Potrzebujemy modlitwy – mówił Chrystus, zachęcając nas wręcz do postawy natrętnych petentów, którzy nawet w nocy narzucają się Bogu ze swoim pragnieniem życia w chcianej, błogosławionej zależności od Niego. Łacińskie określenie modlenia się – precor – leży blisko innego łacińskiego słowa praecarius, co oznacza: kruchy, niepewny. Jeśli nasze życie jest do tego stopnia kruche i nietrwałe, oznacza to, że nigdy nie będziemy w stanie zaakceptować go bez modlitwy.

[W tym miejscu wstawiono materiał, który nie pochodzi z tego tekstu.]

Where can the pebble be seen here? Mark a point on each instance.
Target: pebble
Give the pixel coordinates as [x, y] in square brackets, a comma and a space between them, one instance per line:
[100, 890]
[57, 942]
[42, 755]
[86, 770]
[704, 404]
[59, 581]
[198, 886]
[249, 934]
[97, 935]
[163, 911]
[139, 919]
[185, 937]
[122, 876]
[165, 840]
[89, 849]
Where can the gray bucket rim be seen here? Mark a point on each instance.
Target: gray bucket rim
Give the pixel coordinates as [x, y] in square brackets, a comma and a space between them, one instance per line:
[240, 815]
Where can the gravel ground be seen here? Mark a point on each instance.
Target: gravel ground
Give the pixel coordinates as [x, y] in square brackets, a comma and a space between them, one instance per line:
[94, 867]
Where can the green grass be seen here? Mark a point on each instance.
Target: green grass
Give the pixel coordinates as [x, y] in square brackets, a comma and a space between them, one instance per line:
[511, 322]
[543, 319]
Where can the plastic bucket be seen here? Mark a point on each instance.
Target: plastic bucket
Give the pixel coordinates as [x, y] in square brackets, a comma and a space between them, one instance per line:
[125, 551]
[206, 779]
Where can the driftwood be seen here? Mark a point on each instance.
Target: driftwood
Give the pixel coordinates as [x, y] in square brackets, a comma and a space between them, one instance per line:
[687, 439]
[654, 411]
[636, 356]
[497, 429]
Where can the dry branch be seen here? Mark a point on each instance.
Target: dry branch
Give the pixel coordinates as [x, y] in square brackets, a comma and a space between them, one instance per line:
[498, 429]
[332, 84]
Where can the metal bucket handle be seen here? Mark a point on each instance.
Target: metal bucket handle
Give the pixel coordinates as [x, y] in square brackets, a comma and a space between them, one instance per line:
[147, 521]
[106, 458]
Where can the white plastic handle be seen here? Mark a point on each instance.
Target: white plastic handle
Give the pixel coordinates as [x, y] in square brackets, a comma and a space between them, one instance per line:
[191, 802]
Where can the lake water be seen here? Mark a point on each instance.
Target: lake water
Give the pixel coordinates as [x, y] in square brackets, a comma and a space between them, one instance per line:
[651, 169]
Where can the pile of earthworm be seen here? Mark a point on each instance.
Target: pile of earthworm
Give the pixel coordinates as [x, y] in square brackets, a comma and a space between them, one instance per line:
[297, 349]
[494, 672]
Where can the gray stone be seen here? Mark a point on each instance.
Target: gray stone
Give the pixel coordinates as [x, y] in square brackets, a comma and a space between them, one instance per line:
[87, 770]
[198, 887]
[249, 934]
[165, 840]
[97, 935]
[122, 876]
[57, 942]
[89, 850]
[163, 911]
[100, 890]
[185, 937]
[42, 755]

Wielu świętych nie uzależniało modlitwy od nastroju czy wewnętrznej potrzeby. Gdy szli na modlitwę, mówili: „idę walczyć”. Byli świadomi, że modlitwa, stała i uporczywa, sprzyja przeprowadzaniu nas ze stanu obojętnych obserwatorów czy też klientów doczesnych dóbr duchowych do stanu uczniów. Tak postępował Jezus w stosunku do ludzi, którzy podążali za Nim z ciekawości bądź przymuszeni problemami. Przyciągał ich ku sobie modlitwą, najpierw własną, a potem tą, której ich nauczył. Początkiem Kościoła była wytrwała modlitwa Zbawiciela. Także dziś pozyskiwanie nowych uczniów Chrystusa musi przechodzić przez wysiłek modlitwy przypominającej prośbę o chleb dla gości w środku nocy. Istnieją tylko dwa sposoby, by przeżyć życie – w desperacji albo na modlitwie. Współczesna pretensja człowieka do uniknięcia jednego i drugiego jest niczym innym jak ideałem kogoś, kto nie chce odczuwać niczego. Św. Franciszek Salezy przepowiadał, że w pewnym momencie ludzkich dziejów dojdzie do ponownej potężnej eksplozji świętych na ziemi. Oczekiwanie na ten moment pozostaje modlitwą.